Despite having Indian roots, the society is quintessentially international. The temple is managed by Hare Krishna followers - predominantly Caucasians and other non-Indian converts. In Melbourne, the priests, temple staff and members are mostly local Australians. As a non-member of the society, it is quite enchanting to see people from various ethnical backgrounds fluently utter shlokas in Sanskrit – an ancient Vedic language that is almost alien to most Indians today.
The evening prayers are an unmissable part of the daily routine. The devotees seem to be transcended to another level of spirituality and devotion; they sing, clap and dance in harmony while the priests carry out religious rites. The weekend prayer ceremonies are particularly vibrant. You can check the temple service and darsana timings online.
The followers and devotees, dressed in traditional Indian garbs, can often be spotted threading along the city streets, dancing in merriment and chanting 'Hare Krishna Hare Rama' mantra. Worldwide, Krishna followers conduct public singing sessions and peaceful processions - spreading the word of love and spirituality.
ISKCON's Food for Life program is the largest vegetarian food relief program in the world today. Taking inspiration from the founding father's philosophy of feeding the hungry, the program funds and organises over 500,000 meals daily. This globally lauded initiative has been serving food for over 30 years with its wings spread across 60 countries.

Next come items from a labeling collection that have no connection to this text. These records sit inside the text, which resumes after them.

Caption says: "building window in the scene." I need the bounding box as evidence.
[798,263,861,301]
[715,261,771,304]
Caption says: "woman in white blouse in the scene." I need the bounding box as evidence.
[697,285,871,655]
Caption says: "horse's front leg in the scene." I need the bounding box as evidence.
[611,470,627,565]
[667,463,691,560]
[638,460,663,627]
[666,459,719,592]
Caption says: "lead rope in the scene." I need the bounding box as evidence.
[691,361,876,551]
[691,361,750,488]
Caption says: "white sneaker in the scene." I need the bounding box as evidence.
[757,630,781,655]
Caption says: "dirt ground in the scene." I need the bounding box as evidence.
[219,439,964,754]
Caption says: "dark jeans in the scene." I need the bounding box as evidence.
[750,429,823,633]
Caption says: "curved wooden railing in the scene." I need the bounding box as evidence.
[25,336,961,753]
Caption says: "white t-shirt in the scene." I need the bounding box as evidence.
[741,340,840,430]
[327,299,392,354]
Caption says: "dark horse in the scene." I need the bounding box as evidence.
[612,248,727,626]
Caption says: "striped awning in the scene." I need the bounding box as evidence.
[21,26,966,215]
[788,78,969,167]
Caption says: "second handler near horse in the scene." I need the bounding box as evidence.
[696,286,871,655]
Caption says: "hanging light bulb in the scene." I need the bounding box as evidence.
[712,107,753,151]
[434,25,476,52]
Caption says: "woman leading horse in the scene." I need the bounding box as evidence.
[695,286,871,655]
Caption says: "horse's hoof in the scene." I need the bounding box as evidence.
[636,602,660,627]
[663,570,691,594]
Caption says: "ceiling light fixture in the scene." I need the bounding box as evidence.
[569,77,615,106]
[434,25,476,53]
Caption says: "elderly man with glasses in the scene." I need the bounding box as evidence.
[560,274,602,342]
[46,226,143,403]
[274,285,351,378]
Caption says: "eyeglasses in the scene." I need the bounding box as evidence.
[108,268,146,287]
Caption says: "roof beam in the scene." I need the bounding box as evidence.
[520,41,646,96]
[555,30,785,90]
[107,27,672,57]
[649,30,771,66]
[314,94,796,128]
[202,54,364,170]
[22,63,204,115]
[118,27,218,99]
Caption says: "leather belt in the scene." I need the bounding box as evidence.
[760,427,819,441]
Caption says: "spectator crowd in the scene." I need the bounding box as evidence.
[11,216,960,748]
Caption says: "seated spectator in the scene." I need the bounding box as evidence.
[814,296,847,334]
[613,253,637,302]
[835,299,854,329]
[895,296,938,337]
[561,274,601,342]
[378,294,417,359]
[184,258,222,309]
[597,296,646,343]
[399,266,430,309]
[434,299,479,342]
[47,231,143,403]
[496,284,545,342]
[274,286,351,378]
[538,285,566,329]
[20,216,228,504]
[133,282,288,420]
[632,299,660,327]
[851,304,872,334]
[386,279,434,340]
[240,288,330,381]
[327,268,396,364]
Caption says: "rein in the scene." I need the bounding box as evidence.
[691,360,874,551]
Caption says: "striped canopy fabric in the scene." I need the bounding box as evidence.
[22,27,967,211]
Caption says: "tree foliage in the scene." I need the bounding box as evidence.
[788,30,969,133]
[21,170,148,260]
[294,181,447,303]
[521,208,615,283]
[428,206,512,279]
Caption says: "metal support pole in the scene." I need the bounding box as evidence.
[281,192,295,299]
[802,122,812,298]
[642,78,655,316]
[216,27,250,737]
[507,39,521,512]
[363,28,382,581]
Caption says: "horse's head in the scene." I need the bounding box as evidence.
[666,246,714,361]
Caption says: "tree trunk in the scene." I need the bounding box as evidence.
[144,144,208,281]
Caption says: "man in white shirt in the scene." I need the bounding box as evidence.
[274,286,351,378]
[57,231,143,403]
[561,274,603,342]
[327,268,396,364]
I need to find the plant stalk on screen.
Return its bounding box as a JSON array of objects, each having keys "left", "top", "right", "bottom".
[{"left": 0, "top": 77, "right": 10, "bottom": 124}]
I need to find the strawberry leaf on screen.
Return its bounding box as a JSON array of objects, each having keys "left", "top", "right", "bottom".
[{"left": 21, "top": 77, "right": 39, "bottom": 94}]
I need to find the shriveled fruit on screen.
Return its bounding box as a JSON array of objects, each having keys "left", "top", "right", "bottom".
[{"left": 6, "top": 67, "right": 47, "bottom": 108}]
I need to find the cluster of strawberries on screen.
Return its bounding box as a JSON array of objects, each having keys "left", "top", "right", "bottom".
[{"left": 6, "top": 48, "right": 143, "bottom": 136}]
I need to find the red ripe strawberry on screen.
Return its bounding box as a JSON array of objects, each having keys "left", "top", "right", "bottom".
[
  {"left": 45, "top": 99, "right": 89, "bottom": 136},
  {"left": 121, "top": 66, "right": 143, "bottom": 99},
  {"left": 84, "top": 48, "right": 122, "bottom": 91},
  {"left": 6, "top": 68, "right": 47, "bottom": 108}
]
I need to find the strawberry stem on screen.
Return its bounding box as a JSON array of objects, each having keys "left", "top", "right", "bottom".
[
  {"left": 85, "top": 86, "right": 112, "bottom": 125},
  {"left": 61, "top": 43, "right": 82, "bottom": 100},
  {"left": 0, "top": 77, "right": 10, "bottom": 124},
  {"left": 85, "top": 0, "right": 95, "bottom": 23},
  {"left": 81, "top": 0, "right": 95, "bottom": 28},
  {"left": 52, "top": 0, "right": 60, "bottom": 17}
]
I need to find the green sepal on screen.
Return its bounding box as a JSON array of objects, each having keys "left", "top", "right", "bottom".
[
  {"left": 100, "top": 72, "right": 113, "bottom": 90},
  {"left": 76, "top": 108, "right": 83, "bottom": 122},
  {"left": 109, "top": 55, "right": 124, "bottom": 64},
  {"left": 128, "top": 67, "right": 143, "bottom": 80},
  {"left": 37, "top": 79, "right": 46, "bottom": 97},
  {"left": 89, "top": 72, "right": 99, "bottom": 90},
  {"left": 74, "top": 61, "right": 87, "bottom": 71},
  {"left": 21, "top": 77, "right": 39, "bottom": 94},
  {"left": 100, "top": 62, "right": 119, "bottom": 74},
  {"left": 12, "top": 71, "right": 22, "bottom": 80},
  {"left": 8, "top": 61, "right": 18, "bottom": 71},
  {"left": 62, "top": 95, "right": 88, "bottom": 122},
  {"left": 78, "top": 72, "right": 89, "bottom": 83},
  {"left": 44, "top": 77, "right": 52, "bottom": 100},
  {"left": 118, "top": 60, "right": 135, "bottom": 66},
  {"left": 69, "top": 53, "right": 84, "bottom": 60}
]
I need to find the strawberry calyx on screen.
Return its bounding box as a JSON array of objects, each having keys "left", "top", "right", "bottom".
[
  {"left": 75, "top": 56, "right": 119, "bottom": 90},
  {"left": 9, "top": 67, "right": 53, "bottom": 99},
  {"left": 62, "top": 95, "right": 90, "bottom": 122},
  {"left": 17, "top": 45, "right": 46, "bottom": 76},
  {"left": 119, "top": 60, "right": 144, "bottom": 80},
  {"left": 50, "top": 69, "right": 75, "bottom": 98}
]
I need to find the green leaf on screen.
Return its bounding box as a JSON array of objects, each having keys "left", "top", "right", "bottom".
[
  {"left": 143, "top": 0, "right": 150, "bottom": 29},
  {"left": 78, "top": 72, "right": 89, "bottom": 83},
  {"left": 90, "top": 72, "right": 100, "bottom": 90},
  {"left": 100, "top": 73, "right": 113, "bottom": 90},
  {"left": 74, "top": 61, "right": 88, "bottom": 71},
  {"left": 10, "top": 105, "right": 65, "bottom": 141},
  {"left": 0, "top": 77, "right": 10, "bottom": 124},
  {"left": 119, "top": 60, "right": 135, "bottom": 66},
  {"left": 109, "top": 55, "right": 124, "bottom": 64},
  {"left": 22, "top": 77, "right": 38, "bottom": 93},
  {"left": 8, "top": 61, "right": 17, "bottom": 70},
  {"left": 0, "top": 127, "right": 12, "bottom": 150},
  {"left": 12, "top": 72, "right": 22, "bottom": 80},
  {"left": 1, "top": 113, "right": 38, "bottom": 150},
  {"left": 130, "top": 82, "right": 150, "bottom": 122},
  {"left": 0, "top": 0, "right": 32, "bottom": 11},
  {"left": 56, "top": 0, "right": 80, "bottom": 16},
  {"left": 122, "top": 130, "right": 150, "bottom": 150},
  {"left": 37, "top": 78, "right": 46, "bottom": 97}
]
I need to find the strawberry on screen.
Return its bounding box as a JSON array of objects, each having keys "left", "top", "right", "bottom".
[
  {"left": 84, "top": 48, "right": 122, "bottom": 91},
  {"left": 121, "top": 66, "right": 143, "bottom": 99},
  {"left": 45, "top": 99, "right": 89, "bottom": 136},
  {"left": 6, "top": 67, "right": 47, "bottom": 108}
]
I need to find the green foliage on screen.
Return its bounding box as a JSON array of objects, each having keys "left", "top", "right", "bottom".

Following the Food for Life program, ISKCON Melbourne offers free vegetarian food to all and even runs two humble restaurants in the city – Gopal's and Crossways. Daily, at the end of the evening aarti (service), devotees line up for a generous serving of a light, vegetarian meal or Mahaprashad (an assortment of sweet offerings representing God's blessings).
Vrindavan, a small Indian town near the birthplace of Lord Krishna and the spiritual abode of the society, witnessed the foundation of ISKCON temple in 1975. Owing to its international connection the locals started referring to the temple as 'Angrez Mandir' literally translated to 'English Temple'. It was their way of citing the ISKCON society's English-speaking link.

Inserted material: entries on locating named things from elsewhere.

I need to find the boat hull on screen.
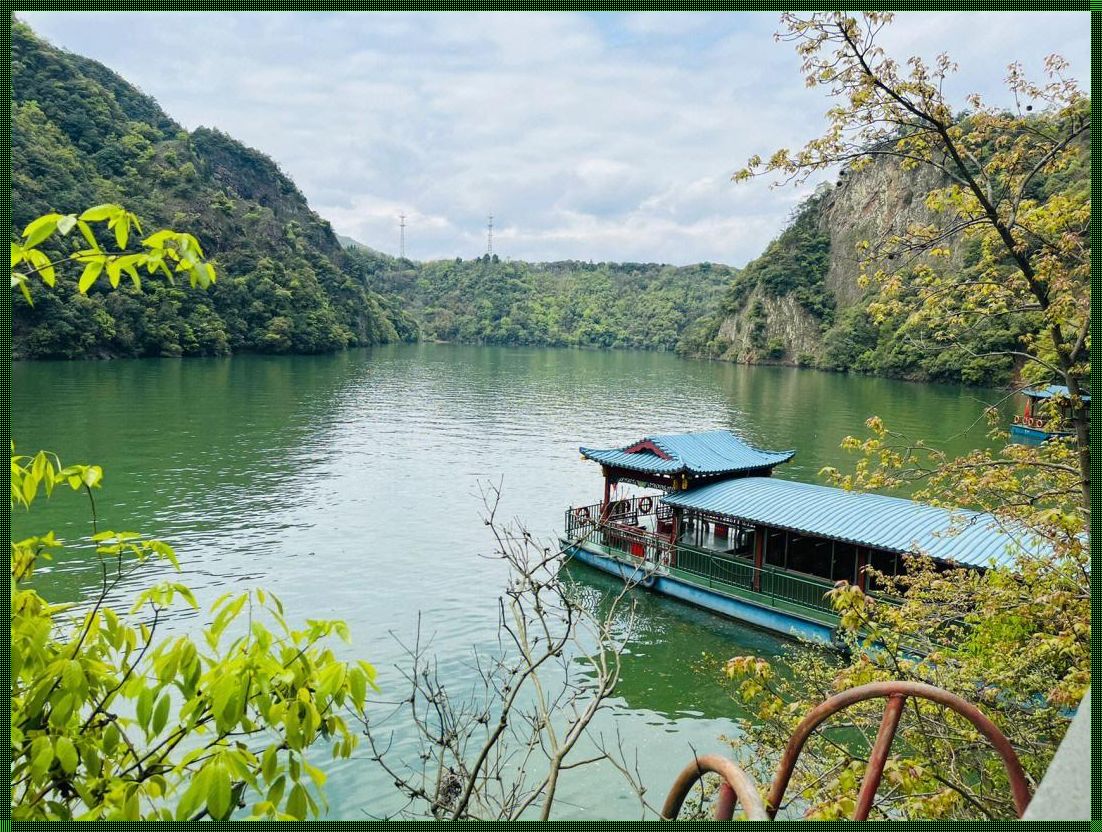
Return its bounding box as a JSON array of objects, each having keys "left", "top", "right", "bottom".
[
  {"left": 562, "top": 541, "right": 835, "bottom": 647},
  {"left": 1011, "top": 424, "right": 1069, "bottom": 442}
]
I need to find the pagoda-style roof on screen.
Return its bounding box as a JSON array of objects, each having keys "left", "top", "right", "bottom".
[
  {"left": 1022, "top": 385, "right": 1091, "bottom": 401},
  {"left": 661, "top": 477, "right": 1051, "bottom": 566},
  {"left": 579, "top": 431, "right": 796, "bottom": 477}
]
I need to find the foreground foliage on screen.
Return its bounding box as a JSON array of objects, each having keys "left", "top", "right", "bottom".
[
  {"left": 727, "top": 13, "right": 1091, "bottom": 819},
  {"left": 11, "top": 204, "right": 375, "bottom": 820},
  {"left": 365, "top": 251, "right": 735, "bottom": 349}
]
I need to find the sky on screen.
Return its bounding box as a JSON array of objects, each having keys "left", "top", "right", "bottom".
[{"left": 19, "top": 12, "right": 1090, "bottom": 266}]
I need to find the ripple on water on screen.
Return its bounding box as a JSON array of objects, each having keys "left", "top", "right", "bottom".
[{"left": 12, "top": 345, "right": 1009, "bottom": 820}]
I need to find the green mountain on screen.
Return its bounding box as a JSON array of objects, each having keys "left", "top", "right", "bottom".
[
  {"left": 678, "top": 133, "right": 1090, "bottom": 385},
  {"left": 12, "top": 22, "right": 415, "bottom": 358},
  {"left": 365, "top": 251, "right": 736, "bottom": 349}
]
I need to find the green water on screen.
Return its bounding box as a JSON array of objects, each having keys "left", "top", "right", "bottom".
[{"left": 12, "top": 345, "right": 997, "bottom": 819}]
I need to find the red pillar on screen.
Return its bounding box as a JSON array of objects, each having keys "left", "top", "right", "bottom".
[
  {"left": 670, "top": 508, "right": 682, "bottom": 566},
  {"left": 754, "top": 526, "right": 765, "bottom": 592}
]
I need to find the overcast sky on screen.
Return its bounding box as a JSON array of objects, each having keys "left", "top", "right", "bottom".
[{"left": 19, "top": 12, "right": 1090, "bottom": 266}]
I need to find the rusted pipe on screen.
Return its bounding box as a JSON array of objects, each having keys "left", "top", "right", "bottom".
[
  {"left": 662, "top": 754, "right": 770, "bottom": 821},
  {"left": 853, "top": 695, "right": 907, "bottom": 821},
  {"left": 766, "top": 681, "right": 1030, "bottom": 820}
]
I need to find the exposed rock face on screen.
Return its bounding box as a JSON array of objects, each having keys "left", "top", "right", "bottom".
[
  {"left": 713, "top": 159, "right": 952, "bottom": 364},
  {"left": 820, "top": 158, "right": 946, "bottom": 309},
  {"left": 720, "top": 289, "right": 822, "bottom": 364}
]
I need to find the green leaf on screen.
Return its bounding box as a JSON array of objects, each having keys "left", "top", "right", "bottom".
[
  {"left": 80, "top": 203, "right": 122, "bottom": 223},
  {"left": 260, "top": 745, "right": 279, "bottom": 782},
  {"left": 55, "top": 736, "right": 80, "bottom": 774},
  {"left": 115, "top": 214, "right": 130, "bottom": 249},
  {"left": 287, "top": 782, "right": 306, "bottom": 821},
  {"left": 149, "top": 693, "right": 170, "bottom": 736},
  {"left": 76, "top": 219, "right": 102, "bottom": 251},
  {"left": 31, "top": 736, "right": 54, "bottom": 775},
  {"left": 107, "top": 260, "right": 122, "bottom": 289},
  {"left": 76, "top": 260, "right": 104, "bottom": 294},
  {"left": 25, "top": 248, "right": 57, "bottom": 287},
  {"left": 206, "top": 763, "right": 233, "bottom": 820},
  {"left": 23, "top": 214, "right": 62, "bottom": 248},
  {"left": 138, "top": 688, "right": 153, "bottom": 734}
]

During my trip to Vrindavan a few months back, I was lost in the congested, chaotic, cacophonic yet extremely fascinating streets of the town (my directionally challenged companion was no help either) so we did it the Indian way – I pulled the car to ask for directions. It came as a surprise to me that the people of the town still refer to it as 'Angrez Temple'.

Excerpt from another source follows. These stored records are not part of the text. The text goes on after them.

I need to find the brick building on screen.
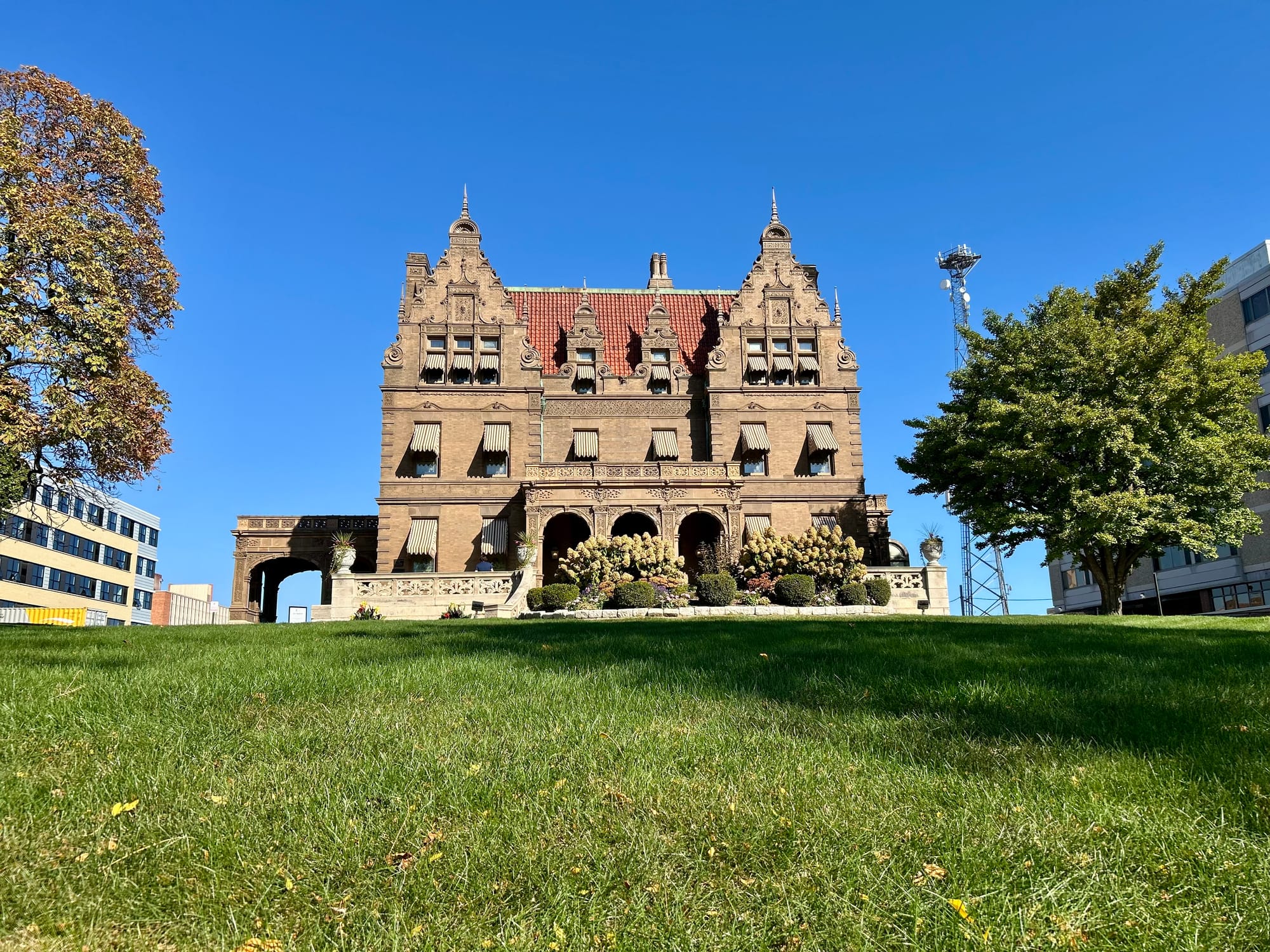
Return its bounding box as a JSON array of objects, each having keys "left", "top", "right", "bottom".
[{"left": 375, "top": 197, "right": 903, "bottom": 579}]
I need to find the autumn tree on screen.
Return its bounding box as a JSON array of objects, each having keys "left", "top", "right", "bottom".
[
  {"left": 0, "top": 66, "right": 178, "bottom": 504},
  {"left": 898, "top": 245, "right": 1270, "bottom": 614}
]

There were hundreds of people inside the temple; the evening prayer ceremony was a festive event. However, save for the fragrance of marigolds there wasn't much difference in the display of human faith and the rituals carried out at Vrindavan and Melbourne.
Today ISKCON is a global confederation of over 500 centres and numerous schools, restaurants and farming communities. But irrespective of the location, ISKCON's ideals stand true cosmically. Their idea of preaching and raising awareness through public singing sessions and peaceful chanting is both inspiring and refreshing.